15 September; Hari Kemarahan Rakyat Arab atas Penguasa Kompromi

Rate this item
(0 votes)
15 September; Hari Kemarahan Rakyat Arab atas Penguasa Kompromi

 

Uni Emirat Arab (UEA) dan Bahrain menandatangani perjanjian damai dengan rezim Zionis di Gedung Putih hari Selasa (15/09/2020), sementara kemarahan bangsa-bangsa Muslim terhadap pengkhianatan ini semakin meningkat.

Menteri Luar Negeri UEA dan Bahrain secara resmi menandatangani perjanjian damai dengan rezim Israel Selasa, 15 September, bersama dengan Perdana Menteri Israel Benjamin Netanyahu di Gedung Putih.

"Hari ini adalah hari hitam dalam sejarah bangsa Arab dan deklarasi kekalahan Liga Arab. Liga Arab tidak lagi menjadi persatuan dan telah menjadi faktor perpecahan dan penghancuran solidaritas Arab. Hari ini ditambahkan ke kalender penderitaan Palestina dan catatan kekalahan Arab," kata Perdana Menteri Palestina Mohammad Shtayyeh.

Perdana Menteri Palestina Mohammad Shtayyeh
Protes terhadap tindakan pengkhianatan ini tidak terbatas pada level Otorita Palestina, tetapi juga pada masyarakat dan faksi-faksi Palestina, serta masyarakat dan aktivis sipil di berbagai negara Islam. Kelompok-kelompok Palestina menyatakan 15 September sebagai hari kemarahan publik atas perjanjian pengkhianatan itu, dan menyebut Jumat depan sebagai hari berkabung publik.

Di negara lain, orang telah menggunakan dunia maya untuk mengungkapkan kemarahan mereka terhadap penguasa UEA dan Bahrain yang berkompromi. Beberapa aktivis masyarakat sipil di media sosial menyebut aksi UEA dan Bahrain sebagai mempertanyakan "kehormatan Arab."

Beberapa orang menyebut langkah tersebut sebagai "kemunduran" dari UEA dan Bahrain, dan mengejek klaim Arab Saudi atas kepemimpinan di dunia Arab, karena Riyadh, meskipun belum mengumumkan perjanjian dengan rezim Zionis, memiliki hubungan rahasia yang luas dengan rezim tersebut. Di sisi lain, kesepakatan antara UEA dan Bahrain dengan rezim Israel tidak akan tercapai tanpa dukungan Riyadh.

Selain itu, hashtag anti-kompromi seperti "rakyat Bahrain menentang normalisasi hubungan", "negara-negara Arab telah berpaling dari al-Quds", "Palestina dalam darah kita" telah menjadi tren global di dunia maya, dan ini menunjukkan kesenjangan antara Al Khalifah dan rakyat Bahrain berada pada level tinggi.

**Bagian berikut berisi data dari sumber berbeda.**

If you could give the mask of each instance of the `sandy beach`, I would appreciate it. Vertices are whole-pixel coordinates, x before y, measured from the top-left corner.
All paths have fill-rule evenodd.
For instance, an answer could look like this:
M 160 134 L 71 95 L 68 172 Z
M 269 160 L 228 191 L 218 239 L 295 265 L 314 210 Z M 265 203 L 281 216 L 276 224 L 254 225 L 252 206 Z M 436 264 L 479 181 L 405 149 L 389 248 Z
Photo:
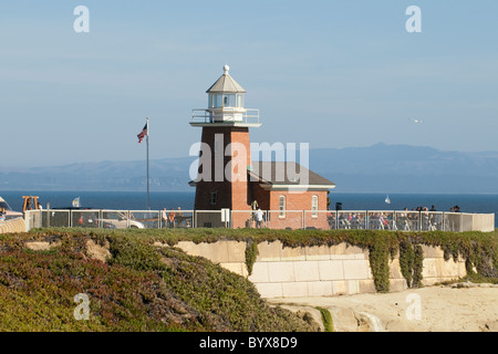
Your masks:
M 498 285 L 491 284 L 270 302 L 329 309 L 338 332 L 498 332 Z

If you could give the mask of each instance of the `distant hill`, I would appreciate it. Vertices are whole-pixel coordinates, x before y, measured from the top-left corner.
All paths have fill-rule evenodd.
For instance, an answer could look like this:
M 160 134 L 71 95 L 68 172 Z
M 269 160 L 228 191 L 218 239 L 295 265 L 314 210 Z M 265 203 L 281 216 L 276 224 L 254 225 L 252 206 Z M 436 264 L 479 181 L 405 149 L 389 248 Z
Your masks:
M 310 150 L 310 167 L 347 192 L 498 192 L 498 152 L 376 144 Z
M 191 190 L 195 157 L 151 160 L 151 190 Z M 498 152 L 376 144 L 310 150 L 310 169 L 344 192 L 498 192 Z M 144 190 L 145 162 L 0 169 L 0 190 Z

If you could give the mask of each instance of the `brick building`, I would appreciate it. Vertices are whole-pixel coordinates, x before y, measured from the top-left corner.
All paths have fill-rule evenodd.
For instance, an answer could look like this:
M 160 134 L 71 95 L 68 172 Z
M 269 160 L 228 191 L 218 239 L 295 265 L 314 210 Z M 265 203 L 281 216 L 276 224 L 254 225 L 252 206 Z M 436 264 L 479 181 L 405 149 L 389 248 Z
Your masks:
M 270 228 L 326 228 L 328 192 L 335 184 L 297 163 L 251 160 L 249 128 L 261 126 L 259 111 L 245 108 L 246 91 L 224 74 L 207 91 L 208 108 L 194 110 L 201 127 L 195 209 L 197 226 L 222 226 L 218 212 L 230 209 L 234 228 L 253 226 L 256 206 Z M 304 211 L 305 210 L 305 211 Z M 304 220 L 305 219 L 305 220 Z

Reaksi publik yang marah atas pengkhianatan UEA dan Bahrain mengandung beberapa poin strategis.

Pertama, para penguasa UEA dan Bahrain serta beberapa negara Arab lainnya menghadapi sedikit dukungan rakyat. "Para pangeran Arab lebih mementingkan kemewahan dan hiburan daripada penderitaan rakyat Palestina yang tertindas, dan kesepakatan yang memalukan dengan rezim rasis Israel. Hal ini menunjukkan kepribadian para pelaku kesepakatan," tulis Dr. Farooq Hassanat, seorang profesor ilmu politik dan hubungan internasional di Universitas Lahore di Pakistan, di Twitter. Oleh karena itu, perjanjian ini dapat menjadi instrumen yang menekan para penguasa ini dalam jangka panjang.

Kedua, opini publik masih memiliki kekuatan besar. Karena jika bukan karena ketakutan Al-Saud terhadap reaksi publik, Arab Saudi, bersama dengan UEA dan Bahrain, akan mempublikasikan hubungannya dengan rezim Zionis hari Selasa.

Ketiga, Palestina dapat menggunakan kekuatan opini publik di negara-negara Arab dan dunia Islam untuk mengutuk perjanjian pengkhianatan dengan rezim Zionis. Berkaitan dengan hal tersebut, para aktivis Arab melancarkan kampanye di dunia maya untuk menandatangani Piagam Palestina.

Kemarahan rakyat Palestina terkait normalisasi dengan rezim penjajah al-Quds
"Palestina adalah negara Arab yang diduduki, yang pembebasannya adalah kewajiban, dan normalisasi hubungan apa pun dengan rezim Zionis adalah pengkhianatan," kata Piagam Palestina, yang beredar luas secara online.

Kampanye tersebut didukung oleh para aktivis yang menentang normalisasi hubungan dengan rezim Zionis di berbagai negara, termasuk UEA, Arab Saudi, Oman, dan negara-negara Arab lainnya.